One has to be careful when bifurcating fact from fiction because the fiction is a projection of what may one day become fact. The only reason it is fiction is because certain technologies have not come to pass and matured. That is, critical understandings of nature remain open.
For many people, especially in the U.S., there is a real tension between what is fact and what is fiction. There is also something emergent about technology that sits underneath or drives conflict. For Black people and other historically excluded groups there has been a compulsion to use technology (science, etc.) to create alternatives to dominant narratives and world-views.
Akinola Davies’ “Lizard” is a short film that stood out for me. The short tells the story of an eight-year-old girl, who gets ejected from Sunday school service for her unusual ability to sense danger. “4 Feet High” tells the story of Juana (Marisol Agostina Irigoyen), a high school student who uses a wheelchair and, while looking to find herself, gets enmeshed with a group of fellow students protesting the country’s lack of sexual education in schools.
“Traveling the Interstitium with Octavia Butler” is inspired by the ideas of Octavia Butler, voyaging into the interstitium: “a liminal space, a cultural memory, containing the remnants of our ancestors, a place of refuge, a place of re-centering, a portal into an alternate dimension.” Stephanie Dinkins’ “Secret Garden: Our Stories Are Algorithms” consists of interactive audio vignettes that generate a multi-generational narrative that collapses past, present, and future. Both of these projects are part of New Frontier and showcased in a custom-built digital platform.
Connecting Gerald Donald to this work through speculative fiction is one thread but there is also a link to STEAM (science, technology, engineering, art, mathematics). For Donald, science and nature is a reoccurring theme and plays a central conceptual role in the music — from theoretical physics to computer science. During a talk with Tariq Trotter (Black Thought) and Sanford Biggers I posted a question about Sanford’s use of sacred geometry and he talked about codes. You can hear his response at the 44:25 mark:
There was a great discussion about the construction, dissemination and deployment of the grand narrative of the United States, and the critical role of independent media in its retelling. At the end the panelists, including Ruha Benjamin, are asked to speculate on the future based on where we are now. Ruha wrote the Afterward for my upcoming book.
I also enjoyed the premiere of Ahmir “Questlove” Thompson’s “Summer of Soul (…Or, When the Revolution Could Not Be Televised).” The film covers the 1969 Harlem Cultural Festival, aka “The Black Woodstock,” which emerged from the ashes of the assassinations of Dr. Martin Luther King Jr and Malcolm X, as well as the Civil Rights movement, and was created to celebrate Black music, culture and politics, and to promote Black pride and unity.

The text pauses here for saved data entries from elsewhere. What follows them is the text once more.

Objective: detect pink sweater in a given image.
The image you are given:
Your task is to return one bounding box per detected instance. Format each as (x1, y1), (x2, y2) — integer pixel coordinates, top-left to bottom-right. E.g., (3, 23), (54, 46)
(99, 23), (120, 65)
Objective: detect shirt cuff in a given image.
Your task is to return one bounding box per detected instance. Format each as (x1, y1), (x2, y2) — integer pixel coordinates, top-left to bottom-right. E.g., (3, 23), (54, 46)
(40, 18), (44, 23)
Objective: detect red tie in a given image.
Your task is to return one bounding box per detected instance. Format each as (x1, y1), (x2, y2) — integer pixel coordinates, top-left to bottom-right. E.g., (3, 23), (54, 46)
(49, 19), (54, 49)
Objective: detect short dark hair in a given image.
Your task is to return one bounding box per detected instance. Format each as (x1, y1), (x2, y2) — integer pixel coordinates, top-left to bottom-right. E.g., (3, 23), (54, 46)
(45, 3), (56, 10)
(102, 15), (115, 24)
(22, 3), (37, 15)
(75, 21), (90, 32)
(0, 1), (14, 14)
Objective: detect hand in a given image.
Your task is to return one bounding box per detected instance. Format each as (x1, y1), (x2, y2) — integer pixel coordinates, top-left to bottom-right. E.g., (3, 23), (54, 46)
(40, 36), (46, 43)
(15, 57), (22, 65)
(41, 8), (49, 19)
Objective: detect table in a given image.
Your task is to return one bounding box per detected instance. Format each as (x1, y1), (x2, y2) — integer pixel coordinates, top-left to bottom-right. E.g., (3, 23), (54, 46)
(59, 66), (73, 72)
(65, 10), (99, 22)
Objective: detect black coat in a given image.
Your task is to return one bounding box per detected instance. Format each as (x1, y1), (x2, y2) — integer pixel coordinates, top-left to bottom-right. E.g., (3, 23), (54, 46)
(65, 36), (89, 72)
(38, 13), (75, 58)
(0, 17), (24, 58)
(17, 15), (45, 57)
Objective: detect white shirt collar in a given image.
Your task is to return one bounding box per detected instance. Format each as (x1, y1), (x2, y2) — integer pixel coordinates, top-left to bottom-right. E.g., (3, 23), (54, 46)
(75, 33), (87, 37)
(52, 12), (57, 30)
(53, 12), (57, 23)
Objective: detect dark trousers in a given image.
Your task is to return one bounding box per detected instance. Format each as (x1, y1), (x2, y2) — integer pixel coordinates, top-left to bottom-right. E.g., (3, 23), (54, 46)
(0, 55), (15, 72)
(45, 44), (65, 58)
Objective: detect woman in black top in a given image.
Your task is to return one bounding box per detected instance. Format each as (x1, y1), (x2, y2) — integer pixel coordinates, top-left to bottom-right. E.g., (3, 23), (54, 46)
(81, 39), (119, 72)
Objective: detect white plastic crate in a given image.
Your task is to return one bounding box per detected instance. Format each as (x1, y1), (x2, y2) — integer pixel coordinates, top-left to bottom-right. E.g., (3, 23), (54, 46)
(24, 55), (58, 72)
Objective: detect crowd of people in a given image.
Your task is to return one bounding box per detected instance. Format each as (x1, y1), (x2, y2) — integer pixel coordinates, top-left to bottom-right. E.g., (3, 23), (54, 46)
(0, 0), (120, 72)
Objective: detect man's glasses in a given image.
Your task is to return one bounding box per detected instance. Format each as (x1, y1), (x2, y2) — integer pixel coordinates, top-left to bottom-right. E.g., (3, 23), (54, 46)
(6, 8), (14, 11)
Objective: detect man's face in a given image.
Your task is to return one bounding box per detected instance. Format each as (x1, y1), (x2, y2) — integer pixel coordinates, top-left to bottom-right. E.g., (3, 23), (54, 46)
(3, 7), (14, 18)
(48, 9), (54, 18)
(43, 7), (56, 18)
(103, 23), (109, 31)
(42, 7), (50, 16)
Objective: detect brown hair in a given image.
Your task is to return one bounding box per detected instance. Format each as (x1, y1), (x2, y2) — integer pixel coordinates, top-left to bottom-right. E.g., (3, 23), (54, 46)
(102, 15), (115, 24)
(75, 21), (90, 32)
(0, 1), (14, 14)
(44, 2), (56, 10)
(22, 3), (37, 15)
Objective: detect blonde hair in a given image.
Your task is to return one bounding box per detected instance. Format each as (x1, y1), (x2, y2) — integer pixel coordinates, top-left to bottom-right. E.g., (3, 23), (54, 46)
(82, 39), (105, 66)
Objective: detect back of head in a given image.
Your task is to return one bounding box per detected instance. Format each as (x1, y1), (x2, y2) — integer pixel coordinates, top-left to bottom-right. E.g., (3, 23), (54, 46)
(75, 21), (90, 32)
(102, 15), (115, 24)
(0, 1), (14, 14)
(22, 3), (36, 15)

“Summer” exemplifies “black eraser” because it took 50 years for someone to find the footage and create a movie from it. Another talk with Questlove and “Judas and the Black Messiah” director Shaka King revealed their struggles of getting studio approval. “Judas” will be on HBO Max next month. I watched a talk with Sophia Nahli Allison (lead artist for “Traveling the Interstitium”), Jewelle Gomez (author), Wanuri Kahui (filmmaker) and production designer Hannah Beachler (“Black Panther”).
Overall, the fully virtual festival was/is a success (I went to Park City in 2013).